How to get a correct THook multiplier?

[MariusK]

Good day,

could anyone give me some tips on what is the best method to find THook multiplier?

The only way I think of getting it at the moment, is to try every integer from [-2147483647, 2147483647] (since I know the pattern and what correct value should be).

However, since I know that there is auto-updater for THooks, I am pretty sure there should be a much more efficient method.

Thank you.

[Kyle]

Good day,

could anyone give me some tips on what is the best method to find THook multiplier?

The only way I think of getting it at the moment, is to try every integer from [-2147483647, 2147483647] (since I know the pattern and what correct value should be).

However, since I know that there is auto-updater for THooks, I am pretty sure there should be a much more efficient method.

Thank you.

Well assuming that you don't want to make a updater, or something of the sorts (if so, then I would suggest checking out Brandons tutorial on it) the easiest way is to look at the Runescape gamepack. The multiplier is used on any Int's or Longs and uses the overflow value as the actual. In bytecode, a non Static field typically is in the Pattern:

Code:

ALOAD
GETFIELD
LDC
IMUL

if Static:

Code:

GETSTATIC
LDC
IMUL

In the current revision, for Item.ID the Multi is -1162569333, in the gamepack the bytecode is:

Code:

aload14
getfield i.p:int
ldc -1162569333 (java.lang.Integer)
imul

and the java:

Code:

final ae p4 = av.p(m.p * -1162569333, 346149938);

Where m is of course the Item created in the method. You have to be cafefull when trying to find the multi's manually, since if it is a dummy method you're looking in, it might be a dummy call on the Field, and the multi would be fake. The way I do it in my updater is to just check the entire client for the patterns shown above for each int/long and take the multi used most often.

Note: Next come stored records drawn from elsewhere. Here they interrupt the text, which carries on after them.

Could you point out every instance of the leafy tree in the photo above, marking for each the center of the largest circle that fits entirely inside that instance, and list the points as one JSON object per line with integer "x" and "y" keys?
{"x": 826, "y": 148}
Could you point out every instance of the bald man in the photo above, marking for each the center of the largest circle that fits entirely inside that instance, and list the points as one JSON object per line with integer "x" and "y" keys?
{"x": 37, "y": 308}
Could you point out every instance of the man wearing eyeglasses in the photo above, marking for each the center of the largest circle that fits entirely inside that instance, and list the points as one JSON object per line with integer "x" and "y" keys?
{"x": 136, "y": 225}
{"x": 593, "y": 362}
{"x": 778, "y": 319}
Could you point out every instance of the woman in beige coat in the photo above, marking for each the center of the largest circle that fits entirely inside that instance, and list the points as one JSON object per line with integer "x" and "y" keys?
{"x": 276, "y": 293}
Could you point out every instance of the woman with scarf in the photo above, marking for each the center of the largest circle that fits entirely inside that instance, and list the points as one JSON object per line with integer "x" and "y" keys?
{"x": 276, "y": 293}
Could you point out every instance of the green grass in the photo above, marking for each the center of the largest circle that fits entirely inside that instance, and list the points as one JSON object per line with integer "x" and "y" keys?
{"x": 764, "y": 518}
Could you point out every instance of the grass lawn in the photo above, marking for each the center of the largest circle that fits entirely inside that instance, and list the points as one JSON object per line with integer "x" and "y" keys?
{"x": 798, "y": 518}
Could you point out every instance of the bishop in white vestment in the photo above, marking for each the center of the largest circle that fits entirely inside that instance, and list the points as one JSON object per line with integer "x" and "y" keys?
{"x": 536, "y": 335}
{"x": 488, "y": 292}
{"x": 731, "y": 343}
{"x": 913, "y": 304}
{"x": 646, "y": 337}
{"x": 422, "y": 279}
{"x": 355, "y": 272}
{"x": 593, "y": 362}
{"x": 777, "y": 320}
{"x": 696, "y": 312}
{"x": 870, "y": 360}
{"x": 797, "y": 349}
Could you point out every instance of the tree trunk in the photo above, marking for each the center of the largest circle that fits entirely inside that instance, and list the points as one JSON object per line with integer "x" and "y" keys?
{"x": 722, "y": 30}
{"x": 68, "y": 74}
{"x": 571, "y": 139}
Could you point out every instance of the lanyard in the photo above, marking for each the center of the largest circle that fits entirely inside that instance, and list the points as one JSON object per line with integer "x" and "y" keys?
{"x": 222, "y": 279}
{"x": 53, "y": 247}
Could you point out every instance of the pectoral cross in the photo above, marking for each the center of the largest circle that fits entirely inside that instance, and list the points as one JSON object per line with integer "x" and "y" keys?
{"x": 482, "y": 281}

Since I do that AFTER I deob the client, it works quite well.

[MariusK]

...

elfyyy,

I tried to check your example and I found the multi without a problem. Thanks.

However, what I am looking for is a combat level. I assume that the field is not a dummy method, because it displays exact same value for people who are the same combat.

The thing is that it is taking some value from other class before performing multiplication. (or atleast that's what I am thinking lol)

Here's the code: (the field is d.r)

Code:

this.r = (paramdg.g(1932394717) * 179983097);

Do you know how to deal with this?

BTW, how are you looking at the gamepack? I am using jd-gui.

[Kyle]

elfyyy,

I tried to check your example and I found the multi without a problem. Thanks.

However, what I am looking for is a combat level. I assume that the field is not a dummy method, because it displays exact same value for people who are the same combat.

The thing is that it is taking some value from other class before performing multiplication. (or atleast that's what I am thinking lol)

Here's the code: (the field is d.r)

Code:

this.r = (paramdg.g(1932394717) * 179983097);

Do you know how to deal with this?

BTW, how are you looking at the gamepack? I am using jd-gui.

No, that isn't a multiplier for d.r, It is with the dg.g field which is a field in the buffer class, though it isn't the multiplier for that either..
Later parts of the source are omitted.